A guide to claim tax benefits on Home Loans
Buying a home is a big step. Considering the zooming property rates in last 15-20 years, buying a home is not easy. It becomes almost impossible for lower and middle class people to buy a home and those who are buying the home also find it difficult to purchase the same from their own saving without getting a home loan. Home loan has become necessity to buy a home. Buying property with a home loan not only gets you an asset but also entitled you to several tax benefits. Here is an analysis of how you can save money by availing these benefits. To lighten the burden of a home loan on borrowers, the government offers several tax concessions. Although most of the people may be broadly aware of tax benefits on home loan, there are other several nuances that need to be focused.
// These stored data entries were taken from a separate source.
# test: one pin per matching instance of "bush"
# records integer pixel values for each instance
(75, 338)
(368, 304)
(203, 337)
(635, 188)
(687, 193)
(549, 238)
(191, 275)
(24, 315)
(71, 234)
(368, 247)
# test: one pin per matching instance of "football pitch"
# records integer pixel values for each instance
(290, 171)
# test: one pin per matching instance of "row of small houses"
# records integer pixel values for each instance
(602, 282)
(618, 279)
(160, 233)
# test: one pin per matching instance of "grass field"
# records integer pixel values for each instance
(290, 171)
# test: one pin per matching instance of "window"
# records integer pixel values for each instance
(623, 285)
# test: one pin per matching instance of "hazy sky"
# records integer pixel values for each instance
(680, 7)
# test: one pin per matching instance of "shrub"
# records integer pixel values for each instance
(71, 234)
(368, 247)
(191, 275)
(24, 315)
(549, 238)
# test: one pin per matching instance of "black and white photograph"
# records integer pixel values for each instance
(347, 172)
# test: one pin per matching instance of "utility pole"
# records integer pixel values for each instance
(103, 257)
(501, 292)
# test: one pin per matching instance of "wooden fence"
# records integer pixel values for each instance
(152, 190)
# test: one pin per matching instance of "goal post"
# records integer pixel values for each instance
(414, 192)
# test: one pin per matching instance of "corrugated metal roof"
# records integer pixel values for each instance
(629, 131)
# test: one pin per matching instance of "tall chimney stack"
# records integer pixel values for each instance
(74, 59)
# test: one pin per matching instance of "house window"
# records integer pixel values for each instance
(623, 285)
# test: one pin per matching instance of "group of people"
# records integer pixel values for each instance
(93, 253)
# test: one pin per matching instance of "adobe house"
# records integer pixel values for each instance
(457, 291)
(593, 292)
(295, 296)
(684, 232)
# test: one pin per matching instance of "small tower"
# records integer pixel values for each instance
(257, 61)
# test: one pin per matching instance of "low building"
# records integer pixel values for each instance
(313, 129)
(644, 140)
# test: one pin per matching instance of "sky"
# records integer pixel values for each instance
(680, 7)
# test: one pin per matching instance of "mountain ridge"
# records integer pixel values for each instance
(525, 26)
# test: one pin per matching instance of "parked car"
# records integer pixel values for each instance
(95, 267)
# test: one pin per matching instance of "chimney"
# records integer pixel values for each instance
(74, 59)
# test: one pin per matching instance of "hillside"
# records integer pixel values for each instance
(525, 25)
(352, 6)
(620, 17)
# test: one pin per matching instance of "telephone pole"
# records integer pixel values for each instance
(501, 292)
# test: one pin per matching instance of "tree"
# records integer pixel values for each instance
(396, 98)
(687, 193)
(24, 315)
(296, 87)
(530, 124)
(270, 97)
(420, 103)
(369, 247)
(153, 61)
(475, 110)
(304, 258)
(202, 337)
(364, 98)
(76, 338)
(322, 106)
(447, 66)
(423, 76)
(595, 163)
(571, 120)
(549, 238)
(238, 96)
Principal repaid on home loan
Under the Section 80C of the Income Tax Act (IT Act), one can claim a maximum of Rs 1.5 lakh of the principal component of his/her monthly EMI. If in case the principal outgo is below Rs 1.5 lakh, one can invest it in a tax-saving instrument to exhaust the limit. Please note the deduction limit of Rs 1.5 lacs is the combined cap for investment in all the products in the section 80C basket such as ELSS, EPF, PPF, tax-saving FDs etc. And, also apart from the principal amount on home loan, registration fees and stamp duty charges are also eligible for deduction under Section 80C. These benefits, however, come with a couple of limitations. Purchaser can claim these benefits only when his/her house is fully constructed and also he/she should be first time buyer. Secondly, purchaser should know that he/she can’t avail of these benefits on principal repayment, if he/she sells the home within five years of taking possession. If one does it, he/she will have to reverse the deduction. This means that all the deduction one has availed of so far, would be treated as income in the year of sale and taxed entirely.
Tax saving benefits are also available on interest repaid on a home loan. Although, the deduction is different for a self-occupied property than for a home that one intends to rent out.
Self-occupied: Under Section 24 of the Income Tax Act, if Individual has taken a home loan to purchase a home that he/she intends to live in, the interest paid on this home loan is eligible for a deduction up to Rs 2 lakhs. This deduction is only available after one has received possession of the house. Please understand, construction of the house must be completed within 3 years from the end of the financial year in which the home loan was taken. The interest paid while the home is under construction, will continue to accumulate. After getting the possession, one can claim deduction on this amount for 5 years. So, if one has paid a total interest of Rs 6 lakhs while the home was under construction, he/she can avail of a deduction of Rs 1.2 lakhs for the next 5 years after possession. In case purchaser doesn’t receive possession within 3 years of taking the home loan, he/she can only claim a deduction of Rs 30,000 each year. In case if individual’s job is in another city and he/she doesn’t live in the home that bought for self-use, then the home will be treated as self-occupied and one may avail of deduction on interest repaid up to Rs 2 lakhs.
Second property: If one buys a second property from which he/she intends to earn rental income, the deduction on interest repaid, is even more generous. Here, one can claim the entire interest repaid as a deduction. However, one will have to show the rent that he/she earns from the property, as ‘income from housing’. This will be added to one’s total income. However, purchaser is entitled to deductions on rental income. First, one may deduct all the taxes such as property tax that he/she pays on the home. One can also avail a deduction of another 30% for maintenance and repairs.
Deduction on home loan insurance: If individual bought a home loan insurance cover along with the home loan, under Section 80C, one can avail of deduction on the premium paid. “You can see that the tax deduction under Section 80C and 24 are linked to completion of construction and possession of the property. So, it is advisable to go for constructed property and even if you are going for an under construction property, do keep these aspects in mind.”